Pendapat ini merupakan tanggapan atas pernyataan Wakil Tetap Indonesia Untuk Perserikatan Bangsa-Bangsa (PBB) Hasan Kleib, yang menyebut PBB merekomendasikan pemerintah Indonesia untuk menghapus pasal penodaan agama.
Sebagai negara berdaulat, negara Indonesia berhak mengatur segala urusan dalam negerinya. Tak ada yang berhak mencampuri urusan dalam negeri Republik Indonesia. Sebagai negara demokratis, Indonesia menyediakan mekanisme pengujian peraturan per-UU-an di Mahkamah Konstitusi.
“Pada tahun 2010 dan 2012 MK menyebutkan pasal tersebut tidak bertentangan dengan UUD 1945, sehingga setiap pihak wajib menjalankannya,” ungkap mahasiswa Program Doktor UII ini.
Tindakan penodaan agama akhir-akhir ini mencuat lagi. Sehingga perlu regulasi yang tegas untuk mengatur tindak pidana ini. Hal ini dikarenakan jika tidak diatur dengan tegas, maka banyak pelaku yang semena-mena menodai agama dan melukai hati umat beragama di Indonesia.
Selain itu juga, dalam rumusan maqasid al syariah, terdapat kewajiban untuk melindungi agama yang harus menjadi dasar dibentuknya sebuah peraturan.
Adanya pasal tersebut melindungi agama sebagai salah satu unsur kepercayaan masyarakat. Perlindungan agama merupakan hal yang harus dijamin oleh pemerintah. “Pemerintah tidak boleh membiarkan agama di Indonesia dinodai atau dihinda, Karena Negara Republik Indonesia merupakan negara yang religius, sehingga jika salah satu agama dinodai di Indonesia terdapat dasar hukum untuk menghukumnya” ungkap Fitrah.

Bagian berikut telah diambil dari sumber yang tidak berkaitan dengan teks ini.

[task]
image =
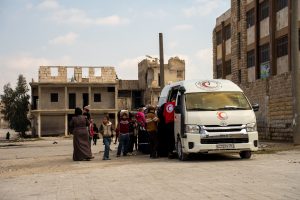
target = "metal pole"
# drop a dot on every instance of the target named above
(161, 60)
(295, 69)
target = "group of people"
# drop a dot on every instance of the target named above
(156, 124)
(84, 130)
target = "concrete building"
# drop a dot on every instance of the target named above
(146, 90)
(3, 122)
(60, 89)
(252, 47)
(149, 77)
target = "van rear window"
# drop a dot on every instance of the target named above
(211, 101)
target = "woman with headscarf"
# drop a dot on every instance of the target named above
(78, 127)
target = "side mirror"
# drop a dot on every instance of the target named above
(255, 107)
(177, 109)
(181, 90)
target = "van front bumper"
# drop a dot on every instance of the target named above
(193, 143)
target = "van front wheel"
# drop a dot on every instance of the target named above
(181, 156)
(245, 154)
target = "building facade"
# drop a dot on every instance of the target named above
(60, 89)
(252, 47)
(149, 77)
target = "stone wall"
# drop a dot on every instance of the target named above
(275, 115)
(108, 75)
(274, 95)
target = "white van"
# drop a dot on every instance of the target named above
(212, 116)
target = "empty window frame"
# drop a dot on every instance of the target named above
(85, 72)
(264, 52)
(54, 97)
(97, 72)
(264, 10)
(250, 18)
(54, 71)
(71, 75)
(179, 74)
(97, 97)
(250, 58)
(227, 32)
(282, 46)
(219, 37)
(110, 89)
(281, 4)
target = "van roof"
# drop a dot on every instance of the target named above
(197, 85)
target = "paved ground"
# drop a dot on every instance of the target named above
(43, 170)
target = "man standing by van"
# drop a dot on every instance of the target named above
(169, 120)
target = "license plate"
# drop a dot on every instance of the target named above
(225, 146)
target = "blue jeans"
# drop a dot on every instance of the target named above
(123, 144)
(106, 141)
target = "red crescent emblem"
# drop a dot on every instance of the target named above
(222, 115)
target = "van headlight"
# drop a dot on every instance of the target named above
(251, 127)
(192, 128)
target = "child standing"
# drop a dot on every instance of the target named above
(106, 130)
(152, 120)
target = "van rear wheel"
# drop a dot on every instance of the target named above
(245, 154)
(181, 156)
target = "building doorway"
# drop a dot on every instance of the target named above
(85, 99)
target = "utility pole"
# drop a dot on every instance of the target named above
(295, 69)
(161, 60)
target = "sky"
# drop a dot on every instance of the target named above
(118, 33)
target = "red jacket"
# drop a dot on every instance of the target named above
(123, 126)
(169, 112)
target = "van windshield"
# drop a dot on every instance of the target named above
(211, 101)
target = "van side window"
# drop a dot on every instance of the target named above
(172, 94)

“Jika tidak terdapat UU yang mengatur hal tersebut, maka dapat mengakibatkan chaos di masyarakat. Hal ini tentu tidak boleh kita biarkan terjadi karena dapat mengganggu stabilitas politik dan keamanan yang akan berimbas pada terganggunya pembangunan ekonomi yang sedang diusahakan pemerintah,” ujarnya.